I do have one book to share with you all, which will be coming up in a upcoming post for other reasons, and I have a book I am in the middle of that I just find to be fascinating and weird and I want to talk about it!
Favorite Book: The Calculating Stars by Mary Robinette Kowal
This is one of those book club books that I would never have picked up on my own. While I do love science fiction and fantasy, alternate histories are just not my thing. This alternate history, which starts with a meteorite (not a meteor, as the protagonist often points out) crashed into Washington DC, wiping out President Dewey and the entire Eastern seaboard. This is not a spoiler as it literally happens in the first few pages.
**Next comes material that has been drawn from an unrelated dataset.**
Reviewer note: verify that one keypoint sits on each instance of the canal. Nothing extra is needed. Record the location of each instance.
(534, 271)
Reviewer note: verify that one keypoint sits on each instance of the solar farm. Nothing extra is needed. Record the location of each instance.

What follows is a pretty interesting account of a greenhouse effect fueled space race towards Mars. What makes this book exceptional however is its focus on issues of structural gender and racial discrimination. This focus often makes parts of it hard to read, and it isn’t a fun space romp, but it does a wonderful job of highlighting these issues. In particular, Kowal does something I rarely see in fiction in that she focuses on how race and gender discrimination can intersect in ways that divide people who rationally should be united against a common cause.
Overall, this was a very quick read for its length, and I thoroughly enjoyed it. Also, if you don’t mind mild spoilers, you can read the short story that inspired this book HERE
Most Interesting Current Read: S. By J.J. Abrams and Doug Dorst
This book is not going to be up everyone’s street, as it takes some guidance to make sense of it, but it is worth mentioning anyway. S. is an interactive reading experience that combines a fictional book, The Ship of Theseus which is written by a fictional author of unknown identity whose pseudonym is V. M. Straka and is written IN by two students, Jennifer and Eric.
Their margin notes are in various colors and various time-frames and cover events surrounding their interaction with the book and search for the identity of V. M. Straka. Tucked into this book are all sorts of other items that might be clues, from napkins to postcards to a decoding wheel that apparently helps decode the footnotes in some chapter.
Confused? Don’t pick this book up. Intrigued? You might want to take a look. I am only halfway through my first pass, but am loving the fun that comes in trying to figure out the many different layers to this story.
Overall, I am feeling the reading lull at the moment, but I do hope that with the advent of fall, I pick up some as I miss it!